Event yang digelar Kementerian Pariwisata dan Ekonomi Kreatif/Badan Pariwisata dan Ekonomi Kreatif (Kemenparekraf/Baparekraf) sesuai rilis Karisma Nusantara (KEN) dari 34 provinsi di seluruh Indonesia.

Pada Juli ini, salah satu event KEN yang akan diselenggarakan adalah Likupang Tourism Festival (LTF) 2022. Event yang akan diadakan pada 29-31 Juli ini kedua kalinya diselenggarakan di lokasi KEK Pariwisata.

“Likupang Tourism Festival 2022 adalah kegiatan tahun kedua. Tahun 2021 lalu, kami menyelenggarakannya secara terbatas karena kondisi pandemi. LTF 2022 akan dilaksanakan dengan lebih ‘bebas’ dan kegiatannya akan lebih banyak,” kata Kepala Dinas Pariwisata Minut Audy Sambul.

LTF 2022 digelar di 3 venue yang lokasinya berdekatan dengan Kawasan Ekonomi Khusus (KEK) Likupang. Venue pertama di Pantai Paal, venue kedua di Pantai Pulisan, dan venue ketiga di Pulau Komang. Pantai Paal akan jadi venue utama.

Baca juga:   Promosikan Pariwisata Minut, Wagub Hadiri Hut Ke -289 Kota Gorontalo

Berbeda dengan LTF 2021, Audi menjelaskan bahwa pelaksanaan tahun ini akan dilengkapi dengan kegiatan alam, seperti melepas tukik, menanam mangrove, dan menanam terumbu karang. Tahun lalu, kegiatan ini tidak bisa dilaksanakan karena penerapan protokol kesehatan yang masih ketat.

“Tahun ini kami memberikan porsi yang lebih besar untuk acara yang berkaitan dengan lingkungan hidup. Selain itu, kami juga akan menghadirkan lomba yang diikuti oleh masyarakat dan komunitas, seperti lomba perahu hias, lomba bakar ikan, lomba kesenian, dan lomba kebudayaan. Acara juga penampilan tarian tradisional yang akan dikolaborasikan dengan musik modern,” jelas Audi. 

Selain kegiatan lomba dan kesenian, LTF 2022 juga menjadi kesempatan para pelaku UMKM di sektor pariwisata dan ekonomi kreatif untuk terlibat aktif. Penyelenggara menyediakan 30 booth untuk para pelaku. Pameran di LTF akan membuka kesempatan untuk pelaku industri kuliner, kriya, dan fashion untuk memperkenalkan produk mereka. 

“Acara ini mengutamakan pameran kuliner, kriya, dan fashion khas dari Minahasa Utara. Untuk kuliner, kami ingin memperkenalkan makanan atau camilan yang terbuat dari pisang dan ikan cakalang, ikan mujair, dan woku dalam kemasan. Untuk kriya, kami ingin memperkenalkan produk kerajinan dari limbah dari turunan buah kelapa, mulai dari sabut hingga tempurung, dalam bentuk suvenir. Ada juga fashion show dari brand lokal. Tujuannya agar produk-produk masyarakat lebih dikenal dan mempromosikan pariwisata Likupang,” imbuh Audi. 

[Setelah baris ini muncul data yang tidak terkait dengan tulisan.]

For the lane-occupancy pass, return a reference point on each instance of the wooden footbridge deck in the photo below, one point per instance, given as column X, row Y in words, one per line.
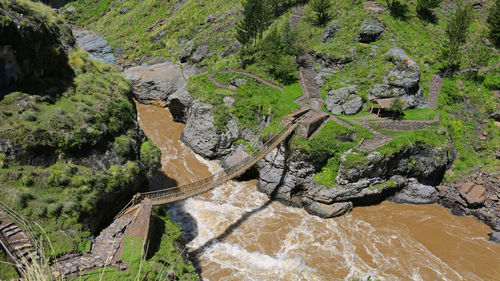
column 172, row 194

Baca juga:   Akhirnya Wantania Diganti Rompas

Meski baru dilaksanakan untuk yang kedua kalinya, Audi mengaku sangat siap untuk menyelenggarakan LTF 2022. Tahun 2021 lalu, pelaksanaan LTF dibatasi secara ketat, hanya seribu orang saja. Namun ternyata, masyarakat sangat antusias hingga mencapai lima ribu orang. Untuk itu, pelaksanaan LTF tahun ini diadakan lebih besar agar bisa memberikan kesempatan kepada masyarakat lebih banyak lagi.

“Syarat dari kami kepada masyarakat yang mau datang, yang terpenting sudah divaksinasi minimal dua kali. Setelah itu, tetap ikuti peraturan yang berlaku selama acara berlangsung. Kami berkaca pada pelaksanaan tahun lalu ketika antusiasme masyarakat sangat besar. Jadi, tahun ini kami berharap pengunjung yang datang lebih banyak lagi. Kami juga menambah waktu pelaksanaan, dari dua hari menjadi 3 hari,” ujar Audi.

Pelaksanaan LTF diharapkan bisa menjadi wadah untuk mempromosikan Likupang agar semakin dikenal. Dampaknya dapat membantu pertumbuhan ekonomi masyarakat lokal dan menyebarluaskan tentang keunikan pariwisata di Likupang, seperti potensi wisata bahari dengan taman laut dan budaya lokal yang unik. 

Baca juga:   Si Jago Merah Beraksi di Matungkas

“Kami sangat optimistis bahwa kegiatan ini akan sukses. Kegiatan ini bisa sukses. Rencananya, tahun depan LTF ingin masuk ke dalam kegiatan internasional. Saat ini, kami sedang menganalisis potensi kegiatan dengan melibatkan peserta dari luar negeri dalam bentuk lomba yacht. Kami harapkan tahun depan LTF dilakukan dengan lebih besar lagi dan menjadi kegiatan internasional,” kata Audi. 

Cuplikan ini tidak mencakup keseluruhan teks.